I realized that it’s only fitting that I started blogging again yesterday during Lent, because as history serves, Lent has lent (I just can’t help with the puns…you know Easter is on April Fools, right?!) a good portion of inspiration.
So I’ve compiled, just in time for Good Friday, a dose of Lenten posts for your contemplative reading.
I pray that this season has been meaningful and full for you and that you find so much comfort and hope and peace even at the sight of our wounded savior on the cross. May we linger on that cross and the grave with renewed passion and waiting and expectation of the hope to come on Easter Sunday. Amen.
I should have written sooner, but it’s been a winter and a spring marked by surgery, hospitalizations, feeding difficulties, and gregarious giggling. It takes listing it as much–those startling rhythms–for me to note that perhaps there are good reasons for not having written, that this year has been so rough already, three months in, it seems anything but ordinary.

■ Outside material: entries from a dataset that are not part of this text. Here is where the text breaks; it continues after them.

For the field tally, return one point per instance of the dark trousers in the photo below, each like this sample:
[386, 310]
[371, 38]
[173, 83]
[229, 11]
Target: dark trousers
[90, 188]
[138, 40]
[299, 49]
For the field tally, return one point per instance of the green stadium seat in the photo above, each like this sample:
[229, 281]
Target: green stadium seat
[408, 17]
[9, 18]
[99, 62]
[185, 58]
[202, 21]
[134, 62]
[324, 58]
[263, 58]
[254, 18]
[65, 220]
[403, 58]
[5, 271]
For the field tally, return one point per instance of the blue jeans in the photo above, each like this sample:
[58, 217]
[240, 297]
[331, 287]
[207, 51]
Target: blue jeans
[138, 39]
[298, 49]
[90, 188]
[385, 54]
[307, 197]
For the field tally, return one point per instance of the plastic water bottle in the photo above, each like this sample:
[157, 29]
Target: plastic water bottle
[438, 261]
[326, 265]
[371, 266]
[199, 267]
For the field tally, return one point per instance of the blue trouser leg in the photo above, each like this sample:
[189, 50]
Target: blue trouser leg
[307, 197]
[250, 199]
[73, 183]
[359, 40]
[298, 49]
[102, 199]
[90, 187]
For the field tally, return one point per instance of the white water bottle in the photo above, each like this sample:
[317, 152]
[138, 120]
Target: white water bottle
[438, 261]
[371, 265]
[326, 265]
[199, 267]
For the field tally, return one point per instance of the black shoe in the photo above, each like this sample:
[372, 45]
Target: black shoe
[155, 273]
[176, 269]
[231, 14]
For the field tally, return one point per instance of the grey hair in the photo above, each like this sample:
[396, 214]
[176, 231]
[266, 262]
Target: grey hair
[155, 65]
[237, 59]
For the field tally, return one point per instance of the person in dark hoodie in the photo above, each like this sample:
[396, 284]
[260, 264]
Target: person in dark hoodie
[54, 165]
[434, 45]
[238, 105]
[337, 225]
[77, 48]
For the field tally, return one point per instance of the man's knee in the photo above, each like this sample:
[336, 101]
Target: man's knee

But while my attention has been swayed by nights in the hospital, the precise milliliter at which Lucia always seems to choke and aspirate, and the ramshackle solutions to trying to keep those calories inside her little body, I’m also starting an ethnographic project on disability and communication, and so I find myself watching the ordinary things we do together, too. Because she can’t see well and because we don’t have traditional conversations, I find myself instinctively doing things with Lucia that I wouldn’t do with anyone else. I place my face right up against hers as I’m speaking to her. When I say her name I watch for the flicker of recognition in her eyes. When I notice her lips are dry, I pick the large flakes from them and then apply balm, something she licks and smacks with eagerness, because she doesn’t eat by mouth. When her head begins to drop as it often does out of neurological lapse or fatigue, I guide her cheek and her chin back toward me without thinking. And when on the rarest of occasions, she turns her eyes to mine, I don’t know what it is about it, but I can tell she is really, really seeing me, and it is the holiest of moments, the simplest of pleasures, not just for her or for me, but for both of us–I’m certain of it.
Feeling so certain of these ordinances and our bond with one another is something I never expected to buoy us in this extreme world of uncertainty. And so at the end of a long Monday, where I shuttled her to a rather bleak nutrition appointment, and she’d made the rounds on errands and to my office, all the while coughing and sputtering her feeds, because there was no nurse, I realized that it wasn’t what ostensibly might qualify as a great day. And yet, when I looked into her eyes that evening, I also felt so far afield from those early days when she’d cried incessantly and I couldn’t do anything to comfort her, and I’d text her father in exhaustion and desperation. I’d wonder whether she even liked me, and people thought I was being facetious, but I really wondered whether she even knew her mother was there.
It’s not something I readily acknowledge. How can you? How can you go on living your so ordinary life when you are often reminded how fleeting, precious, and truly extraordinary it is? Just a few years ago, when we had the opportunity to meet other families of kids with AGS at a conference, I saw a grown man gleefully pounce on his 90-pound teenage daughter laying on a mattress in the middle of a hospital conference room and it put a lump in my throat to see how similar their modes of communication were to ours and to realize that loving Lucia wouldn’t ever have to change if we were lucky enough to know her that long. We could go right on loving her with abandon and conviction if we were just brave enough to do it.
And on most days, especially because Lucia’s so joyful and go-lucky, she reminds us that there’s no reason to worry over a future that not just for us, but for all of us, is by nature highly uncontrollable and uncertain. But then again, when you’re so audaciously invited to taste pure, overflowing joy on a daily basis, there’s nothing ordinary about it, and it’s impossible to be grateful for your portion rather than ravenously thirst for more. So I try to acknowledge the precariousness of not just this life, but all our lives as the unbending site of where cups also runneth over, because we have received the gift of truly knowing our daughter, which I think every parent can agree, is actually altogether extraordinary.